Üçüncüsü büyük konuşmama, başka bir deyişle “haddini bilme”.
Zira kaderin ve kalemin sahibine “yapmam, olmaz, asla” diye meydan okuduğunuz ne varsa, o kudret kulağınızdan tutup bu küstahlığınızın bedelini kafanıza vura vura, canınızı yaka yaka, yüreğinizi acıta acıta öğretiyor. Bu yüzden ağzınızdan çıkan her kelimeye azami dikkat edin ve aciz olduğunuzu, ne kadar bilirseniz bilin burnunuzdan girecek topal bir sivrisinek, gözle görülemeyecek bir mikrop kadar kudretiniz olmadığının farkına varın.
Tüm bu “kanaya kanaya” edinilmiş satırlara sığması mümkün olmayan yaşamsal tecrübelere rağmen olsa gerek ki;
Yaşamları boyunca toplasanız en fazla on kitabın sadece önsözünü okumuş; tüm hayatlarını haz, hız ve ayartıcı güçlere teslim eden; vakitlerini sosyal medya platformlarında onun yanlışı, berikinin hatası, öbürünün kusurunu aramakla geçirip kendi içindeki pislikleri görmekten nasipsiz; vücudu belki temiz(!) ama diliyle gıybetin, dedikodunun, iftiranın dibine vuran; kalplerindeki aydınlık nefretin, kinin, öfkenin, hırsın necaseti içinde kaybolmuş, ruhu cünüp ama sözüm ona abdestli dolaşanların verdikleri ahlak derslerine bayılıyorum.

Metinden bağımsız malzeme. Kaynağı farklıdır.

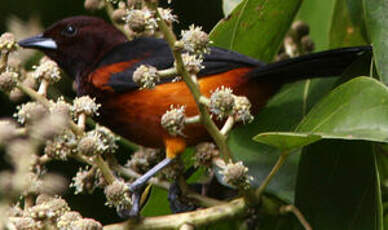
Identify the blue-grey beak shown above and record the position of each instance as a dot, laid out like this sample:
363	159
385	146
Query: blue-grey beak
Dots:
38	42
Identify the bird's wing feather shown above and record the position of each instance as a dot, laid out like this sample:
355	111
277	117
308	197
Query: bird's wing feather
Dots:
155	52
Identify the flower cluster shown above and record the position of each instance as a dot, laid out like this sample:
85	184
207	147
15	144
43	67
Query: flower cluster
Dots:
236	174
174	120
224	103
49	210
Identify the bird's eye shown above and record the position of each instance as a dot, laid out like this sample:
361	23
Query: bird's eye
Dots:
69	31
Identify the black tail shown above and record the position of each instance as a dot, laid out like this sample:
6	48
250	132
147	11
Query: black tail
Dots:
327	63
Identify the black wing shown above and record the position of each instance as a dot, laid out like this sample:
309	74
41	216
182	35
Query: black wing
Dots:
156	52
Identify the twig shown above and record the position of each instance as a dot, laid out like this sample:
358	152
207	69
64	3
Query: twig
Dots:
206	119
269	177
197	218
297	213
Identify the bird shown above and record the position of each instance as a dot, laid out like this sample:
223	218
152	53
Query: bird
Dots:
102	61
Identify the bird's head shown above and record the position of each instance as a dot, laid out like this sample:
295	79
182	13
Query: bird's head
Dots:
76	43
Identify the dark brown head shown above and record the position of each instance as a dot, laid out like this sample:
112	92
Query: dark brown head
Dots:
76	43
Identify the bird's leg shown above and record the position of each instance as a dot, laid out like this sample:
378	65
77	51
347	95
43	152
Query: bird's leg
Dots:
174	146
137	189
139	183
178	202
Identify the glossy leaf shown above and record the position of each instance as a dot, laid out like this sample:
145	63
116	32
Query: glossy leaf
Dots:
338	186
317	13
347	24
286	141
282	113
357	110
229	5
376	18
256	27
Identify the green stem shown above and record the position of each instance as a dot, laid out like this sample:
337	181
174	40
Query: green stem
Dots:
202	217
267	180
45	102
298	214
109	10
206	119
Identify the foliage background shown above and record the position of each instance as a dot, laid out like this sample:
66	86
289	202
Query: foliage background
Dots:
326	20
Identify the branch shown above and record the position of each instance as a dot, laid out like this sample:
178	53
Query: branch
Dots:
206	119
233	209
297	213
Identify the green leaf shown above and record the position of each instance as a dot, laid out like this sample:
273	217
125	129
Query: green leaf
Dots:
282	113
317	15
256	27
338	186
286	141
356	110
347	24
157	204
229	5
376	15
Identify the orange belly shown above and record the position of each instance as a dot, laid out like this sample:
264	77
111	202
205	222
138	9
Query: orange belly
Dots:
136	115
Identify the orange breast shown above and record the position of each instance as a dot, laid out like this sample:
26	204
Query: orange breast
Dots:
136	115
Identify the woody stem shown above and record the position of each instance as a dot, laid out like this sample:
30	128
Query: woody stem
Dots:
206	120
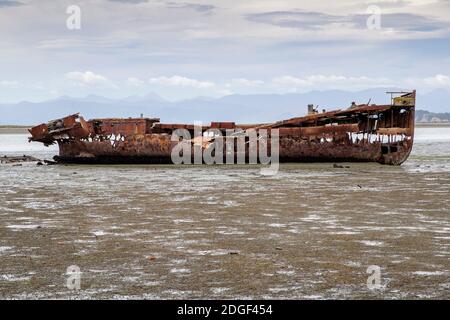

Zira malumat seviyesindeki bilgi kırıntılarının üstüne devasa fikirler bina eden bu mütefekkir müsveddesi, bu sabit fikirlerini desteklemek için bulduğu her zırvaya “mal bulmuş bedevi” gibi yapışıyor. Ama bunun bedevilik olduğundan bihaber bedeviyi sadece çölde yaşayan gariban köylü sanıyor. Oysa ki “bedevi” kendi iç dünyasında çölü yaşayan, kalbi sevgi ve merhametten nasiplenmemiş insan demektir.
Kabul etseler de etmeseler de servet ile gözü kararan, para ile merhametsizleşen, vefadan nasipsiz, kendi yumurtasını pişirmek için dünyayı yakabilen, çıkarlarıyla çatışınca gözünü kırpmadan muhatabını iki saniyede harcayan, içine düştüğü mal sevdasından muhatabını göremeyen; açın iniltisini, öksüzün ağlamasını, yoksulun çığlığını duymayan, merhamet yoksunu, sevginin almak değil sende hiçbir şey kalmayana kadar muhatabına vermek olduğunu, asıl gayenin kendini değil muhatabını yaşatmak olduğunu ve imtihanın yaşatmak üzerine bina edildiğini zerre kadar idrak edememiş herkes, bir bedevidir ve iman ediyorum ki onlar bedevi olarak haşr edilecektir.
Çünkü onlar; kimde o an güç ve iktidar görse; menfaatleri kiminle uyuşsa, duygularına kim hitap etse onlara kuyruklarını sallayıp onların etrafında pervane olurlar. Bu yüzden gözleri kör, kulakları sağır, kalpleri ölüdür ama ölüm böyleleri için müthiş bir nasihatçidir.
Zira en büyük eşitleyici olan ölüm, onları toprağın üstünde iken yan yana gelmek dahi istemediği; yanındayken asla yapamayacağı ama arkasından gönlünce dil uzattığı, gıybetini yaptığı, iftiralar savurduğu ve samimiyetini harcadığı insanlarla toprağın bağrında eşit hale getirecek ve sizi bilmem ama ben kendi adıma iman ediyorum ki benim o insanlarla kendi nefsimin hesabı çok ama çok çetin olacak!